Mid-term evaluation of the project « Sexual and Reproductive Health and Rights 2012-2014 »

This mid-term evaluation focuses on the Sexual and Reproductive Health and Rights project as implemented by Health Net TPO and funded by the Netherlands Embassy in Burundi. This SRHR project, also called ‘‘BIRASHOBOKA ‘’, a local name meaning ‘‘IT’S POSSIBLE’’, was adopted as a result of a brainstorming session and based on related challenges, existing opportunities and commitment of stakeholders.

The project covers three provinces of  the western part of Burundi,namely Bubanza, Cibitoke and  Bujumbura, over a period of 4-years (2012-2016).

The purpose of this mid-term evaluation was to understand what is happening in the field, the way the activities of the project are conducted, what are its strengths and weaknesses, what are the lessons learned and what could be the strategies for the next two years in order to offer the best services and sustainable solutions to the community in relation to the areas of intervention which are:

  • Adherence to family planning (FP)
  • Improved sexual and reproductive health (SRH) for adolescents and youth
  • Prevention and management of sexual and gender-based violence (SGBV)

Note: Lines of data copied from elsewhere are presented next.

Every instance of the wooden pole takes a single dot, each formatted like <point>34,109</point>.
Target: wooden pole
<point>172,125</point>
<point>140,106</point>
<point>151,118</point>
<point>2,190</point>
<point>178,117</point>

For this evaluation a qualitative research method has been used (focus groups and individual interviews, review of materials, documents, reports). Different stakeholders have  been  contacted at  all  levels  of  society;  beneficiaries  living  in villages, stakeholders at district and provincial level, and health care providers at the level of communities, districts and provinces.

Major findings

  • The project has proven its relevance since it seems to be an appropriate response to improved sexual and reproductive health of the beneficiaries.Interviews with beneficiaries have confirmed these statements. It also takes into account the needs and national priorities in terms of SRH.
  • The approach  ”  Resource  Mapping  &  Mobilization  (Renforcement  des Systèmes Communautaires), RMM in short, is the backbone of the strategies deployed and is proving its effectiveness within the context of the implementation of the project activities in the areas of intervention through results in the field.
  • Furthermore, the training for key members at different levels of society, the awareness raising sessions for communities at large, the collaboration with the administrative authorities,  the  availability  of  Health Net  TPO’s  field  agents seem to be essential factors that enables the project to increase knowledge and build the capacity of the beneficiaries in connection with the three areas of project. These factors enabled the beneficiaries to adopt to a certain degree responsible behaviors, initiatives that need to be further supported and developed to prevent relapses that would hamper the behavioral change process in progress.
  • It should also be noted that the dynamism within community based networks, among change agents, participants of group discussions and socio therapy groups and peer educators constitute an added value in achieving positive results in the intervention areas. The home descents by change agents to support families are an eloquent testimony of outreach and interpersonal communication.
  • The report deals with each of the interventions that are part of the overall RMM approach and describes the strengths that largely dominate the weaknesses.  For example,  socio  therapy shows  clearly how pain  can  be verbalized and alleviated and as a consequence creates peace within many families.
  • In terms of family planning there are important positive changes; namely an increased number of users of Modern Contraceptive Methods (MCM) and a gradually lifting of taboos on frequent rumors regarding MCM.
  • Furthermore, young people state that as a result of this project, realities on sexuality and reproduction are no longer private issues but have become points of discussions among young people, and between authorities and their subordinates.  Thus,   this   brings   a   significant   reduction   of   unwanted pregnancies in schools, as well as a mutual respect among youth to defend their sexual and reproductive health rights.
  • As far as the youth are concerned, the evaluation also points out that thanks to the information provided, the perception of sexuality among young people within the target areas has evolved and has resulted in a change of attitude towards sexuality, which seems to have an impact on school results.
  • The evaluation among beneficiaries regarding the concepts around sexual violence shows that in general there is a good understanding of these concepts. The project is creating a favourable environment to discuss issues

that used to be taboos among community members; the project seems t0

make it possible to talk about domestic violence, a pre-dominated type of gender-based violence.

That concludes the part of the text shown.